Un quadro roseo, specialmente se confrontato con la crisi
dell'Europa, ma che prevede comunque dati negativi in aree che restano
d'emergenza. Chi vive sotto la soglia di povertà, infatti, è ancora
costretto a soffrire, visto l'aumento dei prezzi degli alimenti. Come
spiega Cohen, "è più difficile coinvolgere i gruppi estremamente poveri e alle politiche economiche dei governi spesso non arrivano a questi strati di popolazione".
I paesi nei quali la povertà si è significativamente ridotta sono Perú, Ecuador, Argentina, Uruguay e Colombia, mentre di contro in Messico e Honduras
ha povertà ha subito un picco notevole. Gli ultimi due sono paesi con
gravi problemi interni, nei quali dunque l'economia non ha avuto modo di
crescere: in Messico è in atto una vera e propria guerra dei narcos che
paralizza il governo centrale e l'intera nazione, in Honduras c'è stato
un golpe che ancora tiene in scacco la società.
Un altro fattore ad aver contribuito alla riduzione della povertà nel continente è comunque la minore natalità.

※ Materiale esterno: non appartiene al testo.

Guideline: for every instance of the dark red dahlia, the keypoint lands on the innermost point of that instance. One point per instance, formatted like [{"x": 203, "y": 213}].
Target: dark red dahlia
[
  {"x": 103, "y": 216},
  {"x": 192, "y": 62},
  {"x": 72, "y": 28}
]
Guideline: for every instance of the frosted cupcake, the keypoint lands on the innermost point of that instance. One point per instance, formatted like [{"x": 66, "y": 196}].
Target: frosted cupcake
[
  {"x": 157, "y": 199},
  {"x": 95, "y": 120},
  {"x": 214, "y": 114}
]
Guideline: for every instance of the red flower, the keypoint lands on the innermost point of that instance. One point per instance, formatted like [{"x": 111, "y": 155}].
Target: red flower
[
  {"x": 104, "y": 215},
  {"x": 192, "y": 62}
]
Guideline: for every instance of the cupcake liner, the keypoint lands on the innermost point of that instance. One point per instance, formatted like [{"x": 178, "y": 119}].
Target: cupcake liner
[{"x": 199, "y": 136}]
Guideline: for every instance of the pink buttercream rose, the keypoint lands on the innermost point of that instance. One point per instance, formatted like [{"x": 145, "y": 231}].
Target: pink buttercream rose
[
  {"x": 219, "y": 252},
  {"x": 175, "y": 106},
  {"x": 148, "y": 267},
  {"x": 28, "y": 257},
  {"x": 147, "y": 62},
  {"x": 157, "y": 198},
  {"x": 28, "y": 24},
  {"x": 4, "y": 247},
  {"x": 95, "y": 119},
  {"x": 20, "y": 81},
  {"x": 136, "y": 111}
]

Dalla media di sei figli per donna nel 1950, siamo arrivati ai 2 del
2010, e va da sé che una famiglia numerosa ha meno probabilità di poter
vivere bene dal punto di vista economico. Si registrano però due dati
che restano allarmanti e che mantengono la situazione ambivalente: sono
aumentate le madri adolescenti e le famiglie numerose si incontrano più
fra gli strati poveri che fra quelli benestanti.